Константин Дмитриевич по своему обыкновению задумчиво побарабанил пальцами по крышке стола.

— Значит, с тобой, Саня, давно пора «разобраться», так?

Турецкий кивнул:

— Угу. Только

у этих парней «разобралка» еще не выросла.

— Как знать, как знать… Записывающий чип взял у Дениса Грязнова?

— У него.

— Изъял или он все еще торчит у Казанского в кабинете?

— Изъял. Заходил утром к Казанскому и все подчистил. Ну что, Константин Дмитриевич, теперь ты и сам видишь, что я был прав.

— Да, похоже на то, — согласился Меркулов. — Только информации все равно маловато. Понятно, что Гафуров и Казанский — куклы, но непонятно, кто в этом деле кукловод. Кто дергает за ниточки?

— А по-моему, все понятно. — Турецкий поднял руку и указал пальцем на потолок. — Вот откуда твои ниточки тянутся. С самой вершины пирамиды.

— Если это так, то нам с тобой самое время подавать в отставку.
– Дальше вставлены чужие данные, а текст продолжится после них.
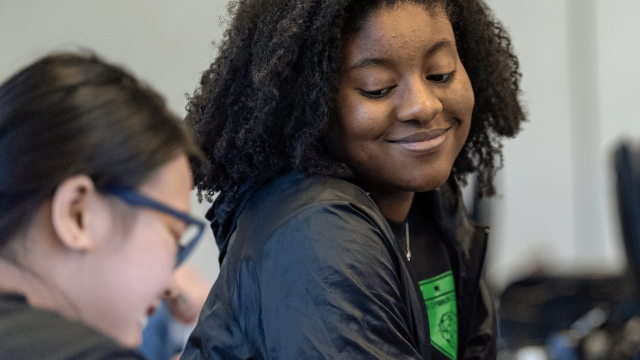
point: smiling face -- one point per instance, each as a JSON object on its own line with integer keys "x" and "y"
{"x": 130, "y": 269}
{"x": 404, "y": 101}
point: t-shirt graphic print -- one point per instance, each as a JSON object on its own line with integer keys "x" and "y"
{"x": 439, "y": 295}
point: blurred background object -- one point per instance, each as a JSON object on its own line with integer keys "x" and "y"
{"x": 555, "y": 223}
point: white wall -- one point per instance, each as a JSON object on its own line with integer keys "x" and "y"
{"x": 557, "y": 211}
{"x": 554, "y": 211}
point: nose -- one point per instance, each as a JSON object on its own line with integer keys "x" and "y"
{"x": 418, "y": 102}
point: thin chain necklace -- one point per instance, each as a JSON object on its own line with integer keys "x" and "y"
{"x": 408, "y": 241}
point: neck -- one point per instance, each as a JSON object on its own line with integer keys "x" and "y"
{"x": 39, "y": 290}
{"x": 394, "y": 205}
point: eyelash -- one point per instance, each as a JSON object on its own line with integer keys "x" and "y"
{"x": 380, "y": 93}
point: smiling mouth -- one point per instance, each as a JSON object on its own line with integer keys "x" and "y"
{"x": 422, "y": 141}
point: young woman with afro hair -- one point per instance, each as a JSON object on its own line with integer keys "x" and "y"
{"x": 337, "y": 132}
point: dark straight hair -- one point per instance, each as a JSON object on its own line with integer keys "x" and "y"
{"x": 69, "y": 114}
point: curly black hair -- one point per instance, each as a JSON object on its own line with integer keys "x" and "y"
{"x": 268, "y": 98}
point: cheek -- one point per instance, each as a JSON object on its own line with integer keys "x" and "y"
{"x": 360, "y": 119}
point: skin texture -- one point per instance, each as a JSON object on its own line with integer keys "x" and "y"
{"x": 405, "y": 103}
{"x": 94, "y": 259}
{"x": 133, "y": 273}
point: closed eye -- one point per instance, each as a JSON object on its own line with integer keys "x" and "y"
{"x": 375, "y": 94}
{"x": 441, "y": 78}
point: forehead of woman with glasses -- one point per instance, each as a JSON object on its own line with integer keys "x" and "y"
{"x": 94, "y": 202}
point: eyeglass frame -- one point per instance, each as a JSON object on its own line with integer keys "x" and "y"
{"x": 134, "y": 198}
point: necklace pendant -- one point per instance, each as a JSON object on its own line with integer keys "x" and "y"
{"x": 408, "y": 242}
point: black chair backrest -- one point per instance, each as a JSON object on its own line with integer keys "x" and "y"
{"x": 627, "y": 167}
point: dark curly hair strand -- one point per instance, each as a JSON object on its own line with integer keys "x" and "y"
{"x": 268, "y": 98}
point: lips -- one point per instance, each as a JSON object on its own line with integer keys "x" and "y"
{"x": 421, "y": 136}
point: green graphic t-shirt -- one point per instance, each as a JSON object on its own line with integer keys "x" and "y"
{"x": 432, "y": 267}
{"x": 439, "y": 295}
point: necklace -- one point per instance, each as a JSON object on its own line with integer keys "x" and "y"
{"x": 408, "y": 241}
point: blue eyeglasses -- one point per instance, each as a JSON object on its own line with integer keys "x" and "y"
{"x": 193, "y": 227}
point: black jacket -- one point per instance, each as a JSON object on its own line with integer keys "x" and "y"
{"x": 310, "y": 270}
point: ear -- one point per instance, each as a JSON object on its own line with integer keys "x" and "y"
{"x": 69, "y": 210}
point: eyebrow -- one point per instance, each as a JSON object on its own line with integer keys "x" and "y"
{"x": 367, "y": 61}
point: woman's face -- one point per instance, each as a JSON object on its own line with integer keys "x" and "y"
{"x": 404, "y": 101}
{"x": 132, "y": 268}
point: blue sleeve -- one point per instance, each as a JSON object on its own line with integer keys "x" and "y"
{"x": 328, "y": 289}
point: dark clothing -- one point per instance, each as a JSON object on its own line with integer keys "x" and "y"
{"x": 310, "y": 269}
{"x": 431, "y": 264}
{"x": 28, "y": 333}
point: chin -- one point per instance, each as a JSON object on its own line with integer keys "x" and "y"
{"x": 431, "y": 182}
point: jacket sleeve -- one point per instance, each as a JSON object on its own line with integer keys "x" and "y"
{"x": 481, "y": 342}
{"x": 328, "y": 289}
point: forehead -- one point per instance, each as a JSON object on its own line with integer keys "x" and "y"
{"x": 402, "y": 27}
{"x": 171, "y": 184}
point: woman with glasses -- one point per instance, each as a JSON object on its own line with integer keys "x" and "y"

Хотя… — Меркулов пожал плечами. — Кто сказал, что мы с тобой — полные нули?

Турецкий усмехнулся:

— Вот такой поворот мысли мне нравится.

— И все же я не верю, что все так плохо, — упрямо сказал Меркулов. — Давай-ка мы с тобой не будем делать скоропалительных выводов. Понаблюдаем, подумаем.
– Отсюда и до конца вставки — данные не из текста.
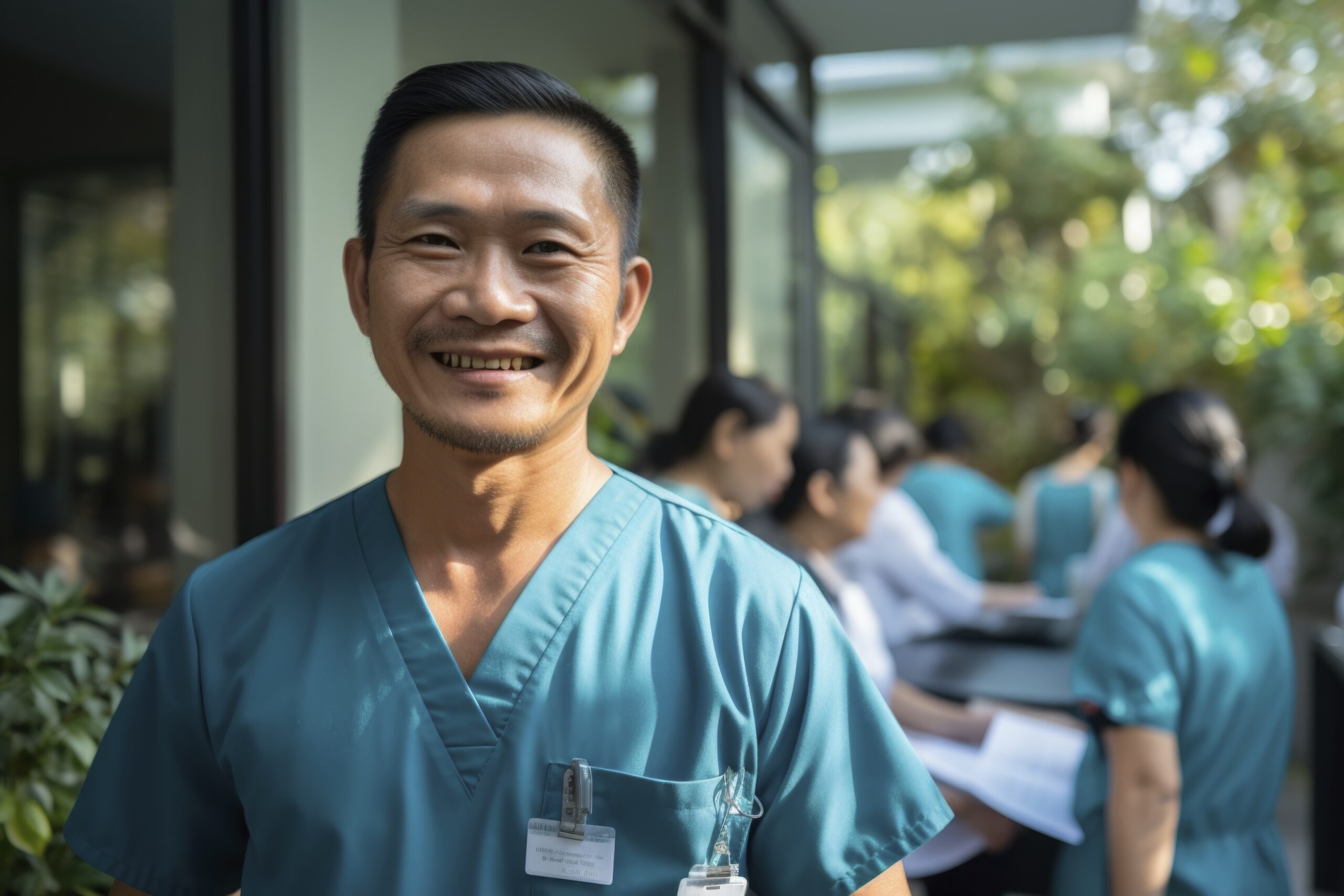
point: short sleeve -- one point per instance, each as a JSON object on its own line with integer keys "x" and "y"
{"x": 1126, "y": 666}
{"x": 844, "y": 794}
{"x": 156, "y": 810}
{"x": 998, "y": 505}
— А разве не ты мне говорил, что я слишком затянул с делом Риневича — Боровского?

— Говорил, — согласился Меркулов. — Мне самому чуть ли не каждый день звонят. Звонят и требуют, чтобы дело было передано в суд.
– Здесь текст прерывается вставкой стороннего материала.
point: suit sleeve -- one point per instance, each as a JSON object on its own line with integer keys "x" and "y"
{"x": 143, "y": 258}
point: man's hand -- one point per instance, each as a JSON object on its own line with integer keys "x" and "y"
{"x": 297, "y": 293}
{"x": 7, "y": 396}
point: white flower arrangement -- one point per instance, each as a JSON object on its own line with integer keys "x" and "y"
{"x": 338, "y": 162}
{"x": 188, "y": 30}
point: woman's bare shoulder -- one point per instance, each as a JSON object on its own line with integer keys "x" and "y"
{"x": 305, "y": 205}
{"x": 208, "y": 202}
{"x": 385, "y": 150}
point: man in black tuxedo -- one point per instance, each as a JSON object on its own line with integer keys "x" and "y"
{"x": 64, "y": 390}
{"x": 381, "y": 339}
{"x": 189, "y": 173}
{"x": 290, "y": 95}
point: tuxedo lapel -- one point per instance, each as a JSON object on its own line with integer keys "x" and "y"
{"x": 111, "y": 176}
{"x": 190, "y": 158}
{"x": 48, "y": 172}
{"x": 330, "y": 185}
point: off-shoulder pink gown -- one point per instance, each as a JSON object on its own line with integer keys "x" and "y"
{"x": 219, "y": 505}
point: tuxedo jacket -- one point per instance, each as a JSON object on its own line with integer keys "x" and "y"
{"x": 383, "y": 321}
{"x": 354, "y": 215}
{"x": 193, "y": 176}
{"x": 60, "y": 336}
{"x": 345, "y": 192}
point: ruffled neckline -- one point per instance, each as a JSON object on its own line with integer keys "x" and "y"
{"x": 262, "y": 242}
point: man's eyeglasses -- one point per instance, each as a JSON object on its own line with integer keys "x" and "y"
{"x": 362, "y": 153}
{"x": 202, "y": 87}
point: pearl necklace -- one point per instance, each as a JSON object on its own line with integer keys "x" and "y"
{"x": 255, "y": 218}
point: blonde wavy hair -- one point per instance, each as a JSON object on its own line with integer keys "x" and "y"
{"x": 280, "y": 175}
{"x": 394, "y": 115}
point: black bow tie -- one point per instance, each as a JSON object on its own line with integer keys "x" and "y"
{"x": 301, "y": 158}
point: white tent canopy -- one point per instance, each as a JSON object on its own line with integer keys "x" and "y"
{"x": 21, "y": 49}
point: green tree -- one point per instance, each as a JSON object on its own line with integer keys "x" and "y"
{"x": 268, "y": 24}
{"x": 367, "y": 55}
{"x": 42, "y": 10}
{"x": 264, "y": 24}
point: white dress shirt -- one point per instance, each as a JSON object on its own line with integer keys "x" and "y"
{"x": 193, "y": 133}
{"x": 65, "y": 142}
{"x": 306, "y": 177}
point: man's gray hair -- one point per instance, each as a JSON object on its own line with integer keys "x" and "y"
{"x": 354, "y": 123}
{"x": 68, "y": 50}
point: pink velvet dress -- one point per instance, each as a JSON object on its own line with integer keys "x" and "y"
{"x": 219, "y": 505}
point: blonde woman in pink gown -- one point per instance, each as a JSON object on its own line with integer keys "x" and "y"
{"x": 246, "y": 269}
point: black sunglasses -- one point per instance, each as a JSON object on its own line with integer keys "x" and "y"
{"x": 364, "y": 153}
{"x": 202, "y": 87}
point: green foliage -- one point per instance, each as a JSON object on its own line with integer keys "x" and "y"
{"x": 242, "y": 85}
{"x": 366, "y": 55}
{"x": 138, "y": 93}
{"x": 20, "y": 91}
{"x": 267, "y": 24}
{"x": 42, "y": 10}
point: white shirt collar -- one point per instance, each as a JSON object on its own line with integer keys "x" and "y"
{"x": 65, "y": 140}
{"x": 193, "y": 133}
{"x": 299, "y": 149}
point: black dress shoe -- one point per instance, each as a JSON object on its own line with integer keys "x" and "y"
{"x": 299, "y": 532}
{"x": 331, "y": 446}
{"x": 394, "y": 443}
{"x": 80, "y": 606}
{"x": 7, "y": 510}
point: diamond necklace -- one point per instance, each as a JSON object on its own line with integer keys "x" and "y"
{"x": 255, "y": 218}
— Но ты же пока держишься? — с иронией напомнил Турецкий.

— На последнем дыхании, Саня. На последнем дыхании. — Меркулов нахмурил брови и положил на стол широкую ладонь, словно подтверждая этим жестом вескость и правомочность своих слов. — Но на этот счет не волнуйся. Весь огонь я возьму на себя, а ты продолжай копать. Только будь осторожен. Они сейчас перейдут к решительным действиям.

— Это-то мне и нужно — сказал Турецкий. — Когда человек действует, он совершает ошибки. Главное, увидеть эти ошибки и суметь ими воспользоваться.

— Иначе они воспользуются тобой, — философски заметил Меркулов. И повторил: — Будь осторожен, Саня. Будь предельно осторожен.

2. Нападение

Вечерело. Перед кондитерской с веселым названием «Сладкоежка» Турецкий остановился. Он вспомнил, что жена просила его купить что-нибудь к чаю. Что именно, она не уточнила, да Турецкому и не нужно было, он прекрасно знал вкусы Ирины. Круассаны и сладкие пирожки — это было ее излюбленное блюдо. В те редкие моменты, когда она не сидела на диете.

Александр Борисович глянул на витрину кондитерской, под стеклом которой красовались огромные муляжи эскимо, эклеров и сладких ватрушек, и почувствовал, как у него самого заурчало в желудке. Он зашел в кондитерскую и с удовольствием втянул носом сладкий запах сдобы, как всегда напомнивший ему о детстве.

Наполнив бумажный пакет круассанами, пирожками и печеньем и уплатив за это, Александр Борисович еще некоторое время постоял у прилавка, не в силах покинуть этот рай, за одно посещение которого он в детстве готов был бы отдать душу дьяволу, затем вздохнул и, зажав пакет под мышкой, вышел из кондитерской.